Le violoniste
Zulma, 2005

 

Musique et « négritude »

La musique est l’un des sujets favoris de Max Genève, témoins quelques romans précédents comme Le compositeur (Flammarion, 1992) ou Le château de Béla Bartók (Zulma, 1995). Ici, elle se manifeste en la personne de Sacha Winter, célèbre violoniste, qui au bout d’une vie pleine de tournées internationales, de fréquentations prestigieuses, d’amours diverses et multiples, ressent des démangeaisons autobiographiques. Incapable, comme beaucoup de ses congénères, d’écrire lui-même ses mémoires, il fait appel à «un type assez gentil» cornaqué par une éditrice autoritaire : le narrateur en personne, petit romancier sans succès, serviable employé d’une compagnie d’assurances, prénommé Thomas, et qui – hasards de l’identification par anticipation – a pris le pseudonyme de… Winter.

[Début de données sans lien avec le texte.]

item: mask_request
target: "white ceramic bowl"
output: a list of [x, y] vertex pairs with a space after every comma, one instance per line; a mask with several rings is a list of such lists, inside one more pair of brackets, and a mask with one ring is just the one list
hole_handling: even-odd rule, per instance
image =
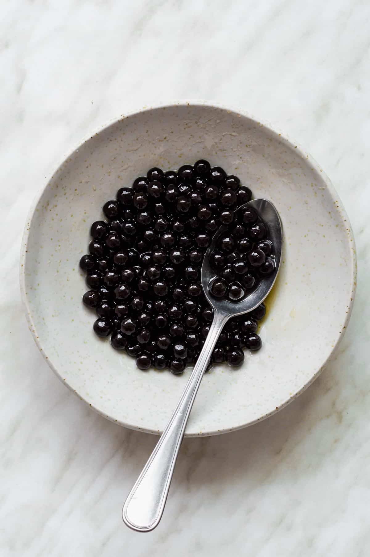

Attrait du gain mais aussi de l’inconnu pour l’un, plaisir de se raconter pour l’autre, les deux Winter, mutuellement séduits, se retrouvent régulièrement sur les bords du Léman, l’un enregistrant et transcrivant, l’autre se remémorant et parlant. Leurs rencontres donnent à Thomas l’occasion d’en faire d’autres (quelques plaisantes jeunes femmes, le frère du virtuose, romancier local lui aussi méconnu), et à l’auteur de jouer sur le va-et-vient du temps, ainsi que sur deux niveaux d’écriture : le récit que Thomas fait de ses petites aventures, et celui que le «nègre» fait de la vie du musicien. Max Genève – qui a dû faire l’expérience du métier – en profite pour lancer quelques pointes d’un humour acéré contre les hypocrisies et les artifices commerciaux de la vie littéraire et éditoriale, la morgue de certaines célébrités artistiques (à laquelle s’oppose, par exemple, la modeste simplicité d’un Béla Bartók fugitivement rencontré) et de ceux qui tiennent les cordons de la bourse, les mœurs médiatiques…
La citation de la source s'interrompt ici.